Sur plus de 1000 intervenants feux bleus, ayant participé à cette enquête, 8% des pompiers souffrent de symptômes post-traumatiques. Parmi les ambulanciers et les policiers, 15% sont affectés. Chez les urgentistes, la proportion monte à 18% et au sein du personnel infirmier psychiatrique, ce chiffre atteint les 22%.

De l’aide auprès des collègues

Une infirmière d’une unité psychiatrique en soins aigus du Service psychiatrique universitaire de Berne témoigne. Si elle se sent concernée, c’est qu’elle constate que des situations génèrent des réactions de stress élevé. «C’est normal, dit-elle. Mais si ce sentiment de stress persiste, la situation devient problématique.»

Une thérapie réalisée de manière professionnelle est primordiale pour les soutenir. Une activité équilibrée, un peu de sport, des discussions avec des collègues de travail, tels sont également des éléments qui apportent une réponse pour gérer ce stress. Du reste, les employés du Service psychiatrique universitaire de Berne bénéficient d’un soutien psychologique et de cours gratuits à cet effet.

Formation et suivi

L’équipe qui a mené cette étude souligne dès lors un besoin urgent de formation et de services de conseil dédiés aux travailleurs de l’urgence.

La problématique des interventions laissant des séquelles est prise très au sérieux et ce depuis de nombreuses années au sein de la police genevoise, que nous avons contactée.
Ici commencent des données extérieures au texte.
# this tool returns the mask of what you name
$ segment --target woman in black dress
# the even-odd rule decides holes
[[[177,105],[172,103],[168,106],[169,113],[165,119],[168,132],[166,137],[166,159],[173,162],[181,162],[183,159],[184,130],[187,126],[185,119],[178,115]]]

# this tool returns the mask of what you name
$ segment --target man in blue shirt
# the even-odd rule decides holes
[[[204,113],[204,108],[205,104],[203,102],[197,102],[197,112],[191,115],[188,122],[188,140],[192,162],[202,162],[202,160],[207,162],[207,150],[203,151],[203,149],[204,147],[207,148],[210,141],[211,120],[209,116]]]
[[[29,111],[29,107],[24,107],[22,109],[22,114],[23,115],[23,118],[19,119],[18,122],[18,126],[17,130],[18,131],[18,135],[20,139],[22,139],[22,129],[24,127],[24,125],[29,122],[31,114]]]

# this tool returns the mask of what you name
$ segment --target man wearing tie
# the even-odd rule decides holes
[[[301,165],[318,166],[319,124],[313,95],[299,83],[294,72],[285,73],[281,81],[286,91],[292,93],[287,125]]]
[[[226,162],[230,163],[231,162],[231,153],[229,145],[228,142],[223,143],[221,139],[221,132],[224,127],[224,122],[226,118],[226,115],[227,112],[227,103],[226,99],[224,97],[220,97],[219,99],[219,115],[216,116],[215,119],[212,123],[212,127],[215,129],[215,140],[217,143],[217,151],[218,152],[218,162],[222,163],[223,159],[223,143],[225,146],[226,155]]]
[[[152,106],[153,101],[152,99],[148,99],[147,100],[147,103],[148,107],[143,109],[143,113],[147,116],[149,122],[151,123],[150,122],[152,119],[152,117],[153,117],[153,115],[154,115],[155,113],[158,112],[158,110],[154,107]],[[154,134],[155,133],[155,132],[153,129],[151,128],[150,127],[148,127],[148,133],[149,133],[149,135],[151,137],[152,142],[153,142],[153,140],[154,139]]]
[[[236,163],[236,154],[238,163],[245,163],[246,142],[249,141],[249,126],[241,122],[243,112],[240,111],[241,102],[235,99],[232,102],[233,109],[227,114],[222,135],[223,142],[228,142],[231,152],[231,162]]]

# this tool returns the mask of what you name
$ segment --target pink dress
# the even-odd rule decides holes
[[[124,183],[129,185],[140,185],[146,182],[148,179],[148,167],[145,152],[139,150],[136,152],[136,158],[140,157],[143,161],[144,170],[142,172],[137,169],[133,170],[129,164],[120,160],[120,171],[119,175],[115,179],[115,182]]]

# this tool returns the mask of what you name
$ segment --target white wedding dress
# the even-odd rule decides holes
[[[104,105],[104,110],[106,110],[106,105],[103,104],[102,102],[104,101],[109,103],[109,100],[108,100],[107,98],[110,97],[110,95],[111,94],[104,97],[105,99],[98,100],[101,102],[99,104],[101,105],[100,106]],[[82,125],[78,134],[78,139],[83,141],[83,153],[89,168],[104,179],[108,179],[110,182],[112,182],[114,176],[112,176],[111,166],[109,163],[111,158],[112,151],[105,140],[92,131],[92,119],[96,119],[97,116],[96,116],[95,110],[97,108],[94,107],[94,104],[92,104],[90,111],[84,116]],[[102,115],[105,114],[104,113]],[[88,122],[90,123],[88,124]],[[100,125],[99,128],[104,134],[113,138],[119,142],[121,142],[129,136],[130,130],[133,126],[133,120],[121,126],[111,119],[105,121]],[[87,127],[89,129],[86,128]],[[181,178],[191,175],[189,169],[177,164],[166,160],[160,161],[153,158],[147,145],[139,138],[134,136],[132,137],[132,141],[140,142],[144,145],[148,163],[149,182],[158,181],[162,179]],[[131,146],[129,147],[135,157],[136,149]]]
Il existe ainsi un service psychosocial qui suit des collaborateurs et collaboratrices lorsque cela s’avère nécessaire. En sus, une cellule de débriefing composée de policiers et policières de terrain ayant suivi une formation particulière est disponible 24 h/24. Elle est activée de manière automatique dès qu’une intervention potentiellement traumatisante est assurée par les intervenants et intervenantes.


«Au sein de la Police cantonale vaudoise nous n’avons pas réalisé d’étude ou de statistiques auprès de nos policiers concernant d’éventuels symptômes liés au stress post traumatiques. Cependant, nous restons vigilants à ce phénomène car nous savons que dans le cadre d’une mission de police, les policiers peuvent être confronter à des situations violentes, difficiles à surmonter et susceptible d’engendrer un syndrome de stress post traumatique» indique une porte-parole. Elle ajoute que «pour prévenir de ce syndrome de stress post traumatique, l’institution dispose d’une cellule composée de psychologues et de policiers débriefeurs formés au soutien psychologique d’urgence. Tous les collaborateurs policiers qui le souhaitent, peuvent ainsi bénéficier d’aide immédiate, de défusing et/ou débriefing émotionnel suite à un événement potentiellement traumatique.»

Envies suicidaires? Faites-vous aider!

Selon Stopsuicide.ch, la problématique du suicide est un sujet complexe et multiple qui ne peut s’expliquer au travers d’une réponse unique. Cette association vise à briser le tabou qui englobe le suicide afin de réfléchir aux différents moyens permettant de mettre en œuvre une aide concrète destinée aux jeunes en souffrance.

D’autres structures comme La Main Tendue (composez le 143) et la Ligne d’aide pour jeunes (147) sont également disposées à aider.